# Four Color to Fantasy...some questions...



## Great Cthulhu (Sep 26, 2002)

Going through one of my copies of FCtF I noticed that one thing it lacked was a system for determining saving throws. You might find this under individual power descriptions and I thing that is supposed to be the standard (10 + 1/2 power ranks = Save difficulty class?). But several powers mention saves with no DC or way to generate DCs mentioned (Status Sense, Telepathic Charm). Do I use that formula?

Is there a way to spend Hero Points to raise save DCs? I was thinking two Hero Points per +1 DC modifier (so I guess 2 power ranks per plus one DC). 

Does a characters ability modifiers add to save DCs at all?

Could you use a feat like 'Spell Focus and Improved Spell Focus' to raise power DCs? I would say rename them 'Power Focus' and affecting only one power at a time.

Thank you!

PS...I really loved this pdf! I cant wait for the Big Book of Superpowers to come out!


----------



## Blacksad (Oct 13, 2002)

I think that you're right with the default formula from p71.

On increasing those DC, You should post your idea in the threads to add contents for the big book of superpowers.


----------



## Great Cthulhu (Oct 14, 2002)

I did just that. Thanks for the idea.


----------



## Alzrius (Oct 30, 2002)

> Missing Superpower: "Ageless". This is actually called Immunity to Aging, and is as follows: It has a base rank of 1, and basically gives you the monk's ability to not suffer the penalties of aging, though you still die when your time is up. For 1 more rank, you just don't die of old age; only injury or violence can kill you.




Just wanted to be clear on this...so, if you take the base rank of the power only, you gain the mental ability stat bonuses as you age, but not the physical stat penalties, right?

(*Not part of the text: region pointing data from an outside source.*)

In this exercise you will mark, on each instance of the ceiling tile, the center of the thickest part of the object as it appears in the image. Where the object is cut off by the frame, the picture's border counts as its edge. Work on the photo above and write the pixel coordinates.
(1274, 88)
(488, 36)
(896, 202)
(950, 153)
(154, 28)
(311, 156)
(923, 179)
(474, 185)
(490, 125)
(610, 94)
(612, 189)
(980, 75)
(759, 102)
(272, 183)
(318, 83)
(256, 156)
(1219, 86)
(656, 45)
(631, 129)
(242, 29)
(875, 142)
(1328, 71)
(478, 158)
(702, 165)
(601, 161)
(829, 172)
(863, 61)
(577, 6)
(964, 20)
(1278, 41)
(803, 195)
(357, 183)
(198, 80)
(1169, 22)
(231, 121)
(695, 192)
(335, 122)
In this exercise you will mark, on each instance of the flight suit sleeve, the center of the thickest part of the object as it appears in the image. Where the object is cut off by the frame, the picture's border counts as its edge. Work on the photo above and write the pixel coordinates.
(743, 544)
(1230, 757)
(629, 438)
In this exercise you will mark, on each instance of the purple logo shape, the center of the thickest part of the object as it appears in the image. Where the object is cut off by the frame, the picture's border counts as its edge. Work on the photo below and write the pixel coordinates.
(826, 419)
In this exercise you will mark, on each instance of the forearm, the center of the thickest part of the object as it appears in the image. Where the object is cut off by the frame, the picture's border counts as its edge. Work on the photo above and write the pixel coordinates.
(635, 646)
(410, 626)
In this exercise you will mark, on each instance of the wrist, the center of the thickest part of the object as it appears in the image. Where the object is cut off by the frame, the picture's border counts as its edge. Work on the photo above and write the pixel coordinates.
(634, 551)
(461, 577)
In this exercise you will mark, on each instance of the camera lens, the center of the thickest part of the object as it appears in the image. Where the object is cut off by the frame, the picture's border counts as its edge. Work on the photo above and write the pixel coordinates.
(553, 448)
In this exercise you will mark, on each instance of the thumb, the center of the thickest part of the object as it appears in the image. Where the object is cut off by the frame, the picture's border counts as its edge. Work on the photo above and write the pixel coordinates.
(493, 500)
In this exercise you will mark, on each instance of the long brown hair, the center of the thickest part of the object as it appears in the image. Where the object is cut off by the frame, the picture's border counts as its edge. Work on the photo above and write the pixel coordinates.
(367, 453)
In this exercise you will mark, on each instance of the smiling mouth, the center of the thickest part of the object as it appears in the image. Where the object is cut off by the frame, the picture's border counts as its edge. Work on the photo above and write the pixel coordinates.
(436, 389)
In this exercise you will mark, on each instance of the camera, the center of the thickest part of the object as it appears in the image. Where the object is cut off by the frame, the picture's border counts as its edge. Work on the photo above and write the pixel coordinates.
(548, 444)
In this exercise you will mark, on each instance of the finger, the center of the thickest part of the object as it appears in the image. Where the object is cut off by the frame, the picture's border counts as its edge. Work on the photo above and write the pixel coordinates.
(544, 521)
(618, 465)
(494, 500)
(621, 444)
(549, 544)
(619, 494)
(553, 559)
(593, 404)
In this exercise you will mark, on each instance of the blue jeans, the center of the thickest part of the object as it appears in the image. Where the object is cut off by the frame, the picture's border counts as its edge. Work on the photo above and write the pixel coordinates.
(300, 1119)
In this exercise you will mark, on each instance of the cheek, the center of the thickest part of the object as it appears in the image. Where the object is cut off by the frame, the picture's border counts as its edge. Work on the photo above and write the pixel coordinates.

If you take it for two ranks, then you basically have the same as I said above, but you just never die, is that correct? Or do you still suffer the physical aging penalties this way? The way that part of the power is phrased is slightly nebulous.

This last question is rather dumb, but it has to be asked anyway; if you have already gone through some aging bonuses/penalties before taking this power, they remain unchanged, yes?

Thanks!


----------



## Morrus (Oct 30, 2002)

Yes to all three.


----------



## RangerWickett (Oct 30, 2002)

But, the cost for ageless is generally assuming that you're playing a character of standard adult age.  It was mostly to just put a modest cost on the ability not to die of old age.  If you're making a character who starts off at age 90, but with the body of a nubile 18 year old, then the cost should be higher, because you're actually getting benefits from the power, rather than just negating penalties.

Actually, I think a GM would be fair to require you to use HrPs to pay for your increased Int, Wis, and Cha from old age if you want to make an older character with no stat penalties.  I might just want to ammend that.

Wow, we have a long list of ammendments to make in the Big Book.


----------